Remember when you were a kid and the only thoughts you had about your body (if you thought about your body as an entity separate from the "you" at all) were how high you could jump, or how nice your pajamas felt against your skin? Unashamed. Unembarrassed. Uninhibited. Free. Happy. Or maybe you can't remember a time like this because you were so young when you were taught to hate your body. This is particularly likely if you are a woman or a girl. There is a cacophony of vicious criticism and encouraged self-loathing unleashed on women's perceptions of their own bodies out there. Fighting against it will require a lot of repetition and a metaphorical bullhorn.
There are so many ignominious firsts when it comes to moments that influenced the way I felt about my own body. The first time I noticed all heroines in my favorite cartoons were blonde: age three. The first time someone called me ugly (5). The first time someone called me fat as an insult: age seven. The first time someone questioned whether or not I should "really be eating ice cream": age 10. The first time I was catcalled: age 11. The first time I was groped in public: age 18. The first time I was chased for a city block as I was called a "stuck up bitch" after I didn't give a guy I'd passed in the cross-walk my phone number: age 24.
These are just the firsts I remember. I don't remember the first time I went on a diet, or the first beauty product that was advertised to me. I don't remember the million little firsts, accompanied by the ones I can, that culminated into the first time I looked in a mirror and didn't like what I saw. I can't recall every instant that solidified that feeling... and I can't remember the exact moment where things started to turn around, where I thought, "This isn't actually real and there's no reason I should feel beholden to these stupid, arbitrary rules." When I realized that the only way to win this game is not to play.
I have a daughter now, and I'm not entirely convinced I will be able to keep her from hating her body because, truth be told, I don't think I have ever met a woman who has always loved her body, but I am determined to fight like hell. Society will teach our girls, early and frequently, all the ways they should judge and find herself wanting. And if we don't do something to counteract these lessons they will be learned.
She Will Learn A Very Narrow Standard Of Beauty
Thin. Fair-skinned (usually white). Often blonde. Proportionally large breasts. Full lips. She will see this a lot. She will see this so much, in fact, that she will very quickly realize that this is the societal ideal.
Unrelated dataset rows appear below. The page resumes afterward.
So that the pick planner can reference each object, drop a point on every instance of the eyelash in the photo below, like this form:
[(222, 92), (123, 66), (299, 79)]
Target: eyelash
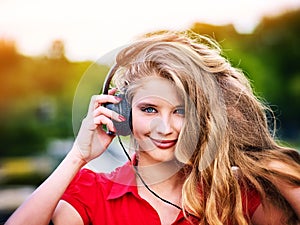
[(153, 110), (146, 109)]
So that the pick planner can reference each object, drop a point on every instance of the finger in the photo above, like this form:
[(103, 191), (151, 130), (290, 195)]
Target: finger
[(103, 120), (101, 110), (112, 91)]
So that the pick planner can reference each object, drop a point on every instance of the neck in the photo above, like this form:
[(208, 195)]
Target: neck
[(165, 174)]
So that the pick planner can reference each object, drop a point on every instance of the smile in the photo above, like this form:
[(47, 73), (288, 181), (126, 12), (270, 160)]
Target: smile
[(163, 144)]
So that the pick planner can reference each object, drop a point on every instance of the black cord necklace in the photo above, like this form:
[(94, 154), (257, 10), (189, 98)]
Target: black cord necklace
[(142, 180)]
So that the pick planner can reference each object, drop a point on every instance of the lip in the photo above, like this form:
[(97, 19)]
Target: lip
[(163, 144)]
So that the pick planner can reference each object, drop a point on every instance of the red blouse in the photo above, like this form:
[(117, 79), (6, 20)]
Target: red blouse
[(111, 199)]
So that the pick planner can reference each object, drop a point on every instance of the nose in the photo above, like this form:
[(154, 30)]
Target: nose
[(162, 125)]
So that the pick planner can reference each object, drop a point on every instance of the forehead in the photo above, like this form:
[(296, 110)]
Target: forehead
[(157, 88)]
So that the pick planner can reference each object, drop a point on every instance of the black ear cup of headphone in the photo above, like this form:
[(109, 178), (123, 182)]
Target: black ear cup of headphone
[(123, 108)]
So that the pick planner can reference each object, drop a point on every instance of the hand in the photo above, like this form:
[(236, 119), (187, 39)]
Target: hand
[(92, 140)]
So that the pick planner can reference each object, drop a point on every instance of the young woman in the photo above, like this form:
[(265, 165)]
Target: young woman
[(203, 149)]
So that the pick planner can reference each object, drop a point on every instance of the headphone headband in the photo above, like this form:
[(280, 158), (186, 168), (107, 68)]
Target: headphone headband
[(108, 78)]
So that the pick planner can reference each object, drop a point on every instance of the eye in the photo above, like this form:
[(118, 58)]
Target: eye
[(180, 111), (149, 110)]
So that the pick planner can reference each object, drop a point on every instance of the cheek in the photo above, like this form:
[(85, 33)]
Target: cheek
[(140, 124)]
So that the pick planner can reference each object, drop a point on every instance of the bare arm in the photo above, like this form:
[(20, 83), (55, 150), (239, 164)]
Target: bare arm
[(91, 142), (39, 207)]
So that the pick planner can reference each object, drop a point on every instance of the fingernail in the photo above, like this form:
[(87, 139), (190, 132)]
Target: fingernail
[(111, 133), (122, 118), (118, 98)]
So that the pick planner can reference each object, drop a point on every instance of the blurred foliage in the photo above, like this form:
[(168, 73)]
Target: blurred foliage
[(37, 93), (270, 58)]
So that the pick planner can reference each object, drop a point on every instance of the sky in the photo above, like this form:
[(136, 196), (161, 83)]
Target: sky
[(92, 28)]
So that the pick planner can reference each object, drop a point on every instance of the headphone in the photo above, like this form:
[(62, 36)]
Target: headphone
[(125, 128), (123, 107)]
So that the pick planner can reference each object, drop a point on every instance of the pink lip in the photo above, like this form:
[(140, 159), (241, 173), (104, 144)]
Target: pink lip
[(163, 144)]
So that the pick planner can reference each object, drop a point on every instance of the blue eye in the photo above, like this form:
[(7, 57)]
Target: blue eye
[(149, 110), (180, 111)]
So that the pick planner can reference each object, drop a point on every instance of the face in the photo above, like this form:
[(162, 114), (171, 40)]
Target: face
[(157, 119)]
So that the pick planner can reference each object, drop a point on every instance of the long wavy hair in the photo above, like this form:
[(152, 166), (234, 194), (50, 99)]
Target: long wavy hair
[(226, 126)]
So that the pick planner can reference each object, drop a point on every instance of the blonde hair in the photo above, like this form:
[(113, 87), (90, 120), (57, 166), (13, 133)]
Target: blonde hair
[(225, 127)]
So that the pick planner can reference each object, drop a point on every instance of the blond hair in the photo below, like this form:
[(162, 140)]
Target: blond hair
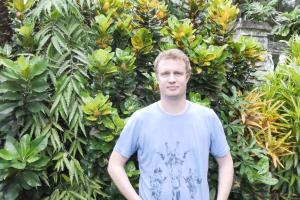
[(174, 54)]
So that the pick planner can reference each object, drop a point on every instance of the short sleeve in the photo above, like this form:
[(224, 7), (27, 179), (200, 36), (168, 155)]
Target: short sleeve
[(127, 143), (218, 143)]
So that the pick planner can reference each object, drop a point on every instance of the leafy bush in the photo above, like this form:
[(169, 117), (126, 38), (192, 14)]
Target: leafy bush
[(76, 69)]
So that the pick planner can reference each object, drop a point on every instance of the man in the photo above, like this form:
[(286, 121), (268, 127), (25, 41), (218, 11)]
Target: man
[(173, 138)]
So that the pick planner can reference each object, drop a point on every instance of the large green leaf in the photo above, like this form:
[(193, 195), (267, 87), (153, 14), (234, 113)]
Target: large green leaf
[(142, 39), (35, 107), (6, 155), (6, 108), (42, 162), (31, 179), (38, 144), (8, 86), (24, 145), (11, 145), (38, 66)]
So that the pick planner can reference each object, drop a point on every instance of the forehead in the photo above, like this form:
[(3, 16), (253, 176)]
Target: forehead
[(171, 64)]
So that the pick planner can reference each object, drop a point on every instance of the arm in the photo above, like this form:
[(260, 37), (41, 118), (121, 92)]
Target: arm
[(225, 178), (117, 173)]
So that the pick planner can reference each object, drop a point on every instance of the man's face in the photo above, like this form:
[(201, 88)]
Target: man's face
[(172, 78)]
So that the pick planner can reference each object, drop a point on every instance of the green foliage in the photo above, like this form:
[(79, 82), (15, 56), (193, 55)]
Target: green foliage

People Will Attempt To Remedy The Narrow Beauty Standard By Disparaging The Women Who Fit It
Potentially well-meaning people will notice this narrow definition of beauty and respond to it by insulting and demeaning the women fortunate enough to fit into that definition. Things like "real women have curves" and "blondes are dumb" and "no one wants to cuddle a stick!" will be proclaimed on Facebook memes and t-shirts, but it leaves us with the problem that we are still vilifying women's bodies, just different women.
She Will Be Catcalled
As per usual, Jessica Williams doesn't need me to add to the perfection of her sentiment.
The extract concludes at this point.